The US, believing itself to be a force for good in international affairs, is less respectful of the national sovereignty of other states while China is a strong upholder of the principle of non-interference, fearing that anything else might set a precedent to be used against it in the future. China, [see earlier article on stirring the pot].
However, as it gains in confidence, it may move closer to the US position by 2020.
Most countries will hope for good relations with China and the US and this may not be easy particularly [for Australia] in Asia and the Pacific. Just as the US used its growing power a century ago to reduce the influence of the United Kingdom in the Caribbean Basin and become the regional hegemon, so China will want to use its economic strength to reduce US influence in the regions of the world closest to its borders.
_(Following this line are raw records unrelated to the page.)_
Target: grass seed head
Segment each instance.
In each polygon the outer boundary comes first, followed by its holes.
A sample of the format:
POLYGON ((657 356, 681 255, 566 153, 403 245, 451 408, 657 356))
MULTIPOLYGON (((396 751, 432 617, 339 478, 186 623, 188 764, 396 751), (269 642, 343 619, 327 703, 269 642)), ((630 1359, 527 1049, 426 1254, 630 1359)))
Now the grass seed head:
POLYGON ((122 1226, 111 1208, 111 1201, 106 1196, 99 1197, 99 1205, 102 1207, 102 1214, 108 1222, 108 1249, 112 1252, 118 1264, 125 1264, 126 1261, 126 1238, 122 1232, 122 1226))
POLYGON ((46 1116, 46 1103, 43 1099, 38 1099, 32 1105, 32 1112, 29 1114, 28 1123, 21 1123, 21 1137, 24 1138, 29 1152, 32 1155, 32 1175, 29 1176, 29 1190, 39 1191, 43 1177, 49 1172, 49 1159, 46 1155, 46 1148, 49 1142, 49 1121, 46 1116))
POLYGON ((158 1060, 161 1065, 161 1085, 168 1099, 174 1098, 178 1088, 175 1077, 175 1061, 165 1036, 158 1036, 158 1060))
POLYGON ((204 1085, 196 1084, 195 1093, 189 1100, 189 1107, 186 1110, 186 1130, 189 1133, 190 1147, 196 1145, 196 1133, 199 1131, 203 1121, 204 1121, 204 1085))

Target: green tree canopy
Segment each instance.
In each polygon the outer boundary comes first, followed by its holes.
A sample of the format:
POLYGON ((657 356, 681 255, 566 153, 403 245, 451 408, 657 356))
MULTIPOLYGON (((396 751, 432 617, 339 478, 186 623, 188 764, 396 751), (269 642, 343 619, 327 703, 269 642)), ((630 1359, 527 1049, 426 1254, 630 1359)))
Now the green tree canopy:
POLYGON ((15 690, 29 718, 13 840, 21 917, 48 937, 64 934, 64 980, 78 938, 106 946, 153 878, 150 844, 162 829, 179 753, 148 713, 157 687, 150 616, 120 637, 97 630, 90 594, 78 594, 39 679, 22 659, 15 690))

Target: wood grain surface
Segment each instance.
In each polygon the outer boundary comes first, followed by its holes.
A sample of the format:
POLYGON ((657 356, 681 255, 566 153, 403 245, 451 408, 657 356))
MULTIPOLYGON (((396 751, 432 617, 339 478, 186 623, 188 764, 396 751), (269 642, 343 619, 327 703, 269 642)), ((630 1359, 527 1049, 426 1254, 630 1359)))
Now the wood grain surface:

The Shanghai Co-operation Organisation, at China's prodding, has already called for an end to US bases in Central Asia. And China will have accumulated a great deal of "soft" power by 2020, allowing it to strengthen commercial ties with "friendly" countries.
China is not, and will not be, an easy country with which to collaborate. Its one-party system is likely still to be intact in 2020 with nationalism having replaced communism as the prevailing ideology.
Some countries — notably Japan — have already made clear that an even closer alliance with the US is the best insurance policy against the "peaceful rise" of China. This is understandable — if shortsighted.
China's relative importance to Japan and other Asia-Pacific countries will increase by 2020, while the relative economic importance of the US is likely to diminish. Even Japan, therefore, can be expected to reach a new kind of accommodation with China in the next decade.
For the US, China's emergence as a megapower is likely to be particularly traumatic. The US State Department has called for China to become a "responsible stakeholder" in the international system, but the US has not set a good example and China is no more likely than the US to commit to international treaties that restrict its freedom to manoeuvre.
Containment is no longer an option, while strategic rivalry is fraught with danger. The risk of the two megapowers, therefore, carving out spheres of influence — with China dominant in the Asia-Pacific region and the US in the Americas and perhaps the Middle East — is very real.
This is an outcome that other countries — Australia included — will need to resist. For small and medium-size powers, the greatest protection of national security lies in multilateral institutions and the rule of law.
China does need to be encouraged to become a responsible stakeholder, but it is the pressure from other states in the international community — not from the US — that is more likely to make this happen. And China must come to understand that good relations with its neighbours, including Australia, depend on this.
The year 2020 once seemed very far away, but no longer. Democracies, such as Australia, are often fixated on the short term for understandable electoral reasons. However, the big challenges — climate change, the loss of biodiversity, the risk of pandemics, proliferation of weapons of mass destruction and energy security — all require long-term strategic thinking.
The emergence of China as a megapower in the next 15 years requires such strategic thought; it cannot be reduced simply to a commercial opportunity.
Professor Bulmer-Thomas is director of the Royal Institute of International Affairs (Chatham House), London. He will give the inaugural Sir Zelman Cowen Oration tomorrow for the Australian Institute of International Affairs Victoria, an event supported by The Age. His visit is hosted by the Monash Institute for Study of Global Movements.